# Ruined...in a good way.



## ecogeek (Feb 28, 2013)

At 29, I've only ever been with non-FAs. Most of those very long term relationships. I've had the question come up of...well certainly they must have been at least partial FA to have been with you...but I really don't think this is the case. 

The other day I spent time with my first actual FA ever. I really wish I would have known about this years ago. Really. I cannot imagine what it would have been like to be with my husband if he had ever ONCE looked at me the way this guy did. 

Certainly, I cannot be the only chick to only just be discovering this. Most of the girls here talk about how it is hard to be with a non-FA, I can say certain aspects can be just as scary when all you know is a non-FA. To have been filled with years of doubts and hiding in the dark. Then to have one person who wants the opposite and looks at you and treats you like you are beautiful. 

Quite an eye opener for me. I hope these guys realise that this is all very new and somewhat frightening for some of us. I'm all about facing my demons though.


----------



## CaAggieGirl (Feb 28, 2013)

Yes. I met my first FA, that I know of, last year. He had to go slow with the fat love since it was so strange for me. As I became more comfortable with it, I began to enjoy it. It was hard for me to let go of all of the past and what I have been told about my body, but when I did, I noticed the look of sheer pleasure/happiness on his face as he would rub my belly and other fat parts. It was amazing.

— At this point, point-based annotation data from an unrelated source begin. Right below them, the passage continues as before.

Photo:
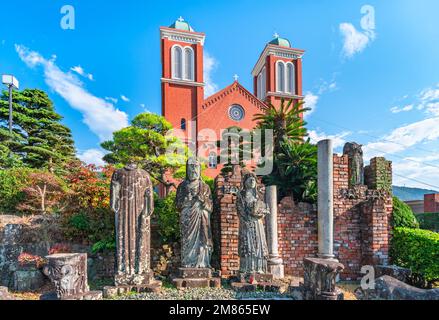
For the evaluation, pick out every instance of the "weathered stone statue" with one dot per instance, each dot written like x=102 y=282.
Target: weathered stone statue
x=132 y=202
x=68 y=273
x=194 y=202
x=356 y=164
x=252 y=209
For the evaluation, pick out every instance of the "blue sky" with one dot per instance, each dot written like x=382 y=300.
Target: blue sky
x=377 y=84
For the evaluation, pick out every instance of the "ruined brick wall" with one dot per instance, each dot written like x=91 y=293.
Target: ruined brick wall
x=378 y=175
x=297 y=234
x=362 y=216
x=225 y=224
x=431 y=202
x=361 y=223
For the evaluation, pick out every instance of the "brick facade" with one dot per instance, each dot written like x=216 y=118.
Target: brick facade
x=361 y=223
x=431 y=202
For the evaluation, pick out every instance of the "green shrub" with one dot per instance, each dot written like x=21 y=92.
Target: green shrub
x=12 y=181
x=108 y=244
x=429 y=221
x=403 y=215
x=417 y=250
x=168 y=219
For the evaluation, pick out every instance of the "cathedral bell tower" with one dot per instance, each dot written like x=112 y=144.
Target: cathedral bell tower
x=278 y=72
x=182 y=73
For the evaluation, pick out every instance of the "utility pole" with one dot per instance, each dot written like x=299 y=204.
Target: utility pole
x=12 y=83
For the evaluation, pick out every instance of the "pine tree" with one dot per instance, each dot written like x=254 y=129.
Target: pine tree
x=39 y=139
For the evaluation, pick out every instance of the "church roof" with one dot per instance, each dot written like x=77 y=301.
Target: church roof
x=235 y=86
x=280 y=41
x=180 y=24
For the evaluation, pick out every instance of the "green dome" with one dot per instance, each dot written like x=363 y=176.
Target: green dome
x=278 y=41
x=180 y=24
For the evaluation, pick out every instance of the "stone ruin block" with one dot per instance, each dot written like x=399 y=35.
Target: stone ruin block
x=196 y=278
x=320 y=278
x=68 y=272
x=378 y=175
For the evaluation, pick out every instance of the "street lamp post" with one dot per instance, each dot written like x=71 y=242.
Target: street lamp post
x=12 y=83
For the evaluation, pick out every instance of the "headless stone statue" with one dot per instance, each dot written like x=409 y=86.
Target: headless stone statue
x=253 y=249
x=132 y=202
x=356 y=165
x=194 y=203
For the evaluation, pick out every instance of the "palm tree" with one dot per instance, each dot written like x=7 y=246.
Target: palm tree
x=285 y=121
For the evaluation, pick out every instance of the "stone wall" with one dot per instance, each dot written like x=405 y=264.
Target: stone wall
x=431 y=203
x=297 y=234
x=361 y=222
x=225 y=224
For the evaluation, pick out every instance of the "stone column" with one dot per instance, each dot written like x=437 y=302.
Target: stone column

Congratulations on your first FA, they are great and I will definitely not forget get mine.


----------



## ecogeek (Feb 28, 2013)

I completely get that. Part of me was mad at myself for not just letting go but the other part of me knows that I will in time. I think I just need to shove myself into the deep end so to speak and get over it.


----------



## CaAggieGirl (Feb 28, 2013)

Just let him know how you feel. Start with parts that you are not as self conscious about and work your way up. Maybe have him say what he admires about that part, so you can understand his thinking and you can see the beauty in the fat.


----------



## gogogal (Feb 28, 2013)

Ecogeek that is aweeesome! While I have never had the pleasure of being with am FA so I can't speak from experience, but I say just let go and throw yourself into it! Tell him to tell you over and over how hot and sexy and beautiful you are and give in to it, baby! If you've got a man you really like adoring you, well, i say bring it on! Life's too short... Xo.


----------



## gogogal (Feb 28, 2013)

Couple glasses of wine might help too


----------



## ecogeek (Feb 28, 2013)

There was wine involved.  I don't know that the verbal affirmation thing is good for me. Keeps me thinking more than I should. Either way, the whole experience was definitely a nice change. I like having the opportunity to look back and decide what I need to do differently.


----------



## gogogal (Feb 28, 2013)

Long as you enjoy it. It sounds wonderful and hopefully you'll be spending more time with said FA soon


----------



## ecogeek (Mar 2, 2013)

Yah I will be.  You are super gorgeous btw! Number one girl crush for sure! Haha


----------



## gogogal (Mar 3, 2013)

Ecogeek ha that's awesome and thaaaank you! Yay for being girl-crushed on. You just made my day !


----------



## BarterGal (Mar 4, 2013)

Just about a month ago, I met my current boy on a bbw dating site. We live in a small town and I never thought I would meet someone in this town. I did buy an account last summer and when he winked at me, I emailed him back even though he had 2 things on his profile that I wasn't into. 

Divored
Joint Custody

But I decided to go for it it anyway. Turns out he lives 4 blocks away. We emailed all day, phoned that night/texted moving forward and then met 2 days later and spent our first date just freaking out on each other. We had so much in common even though I am white collar/he's blue collar. I found myself falling for this cock rock guy that night (yeah, long hair rocker biker guy!). We ended up spending the night together and in the late morning, I had realized I just spent 18 hours with a guy that totally just likes me for me, he was so into everything about me, never once made me feel he was an FA and was a great lover, all across so many boards (mind, body, heart). 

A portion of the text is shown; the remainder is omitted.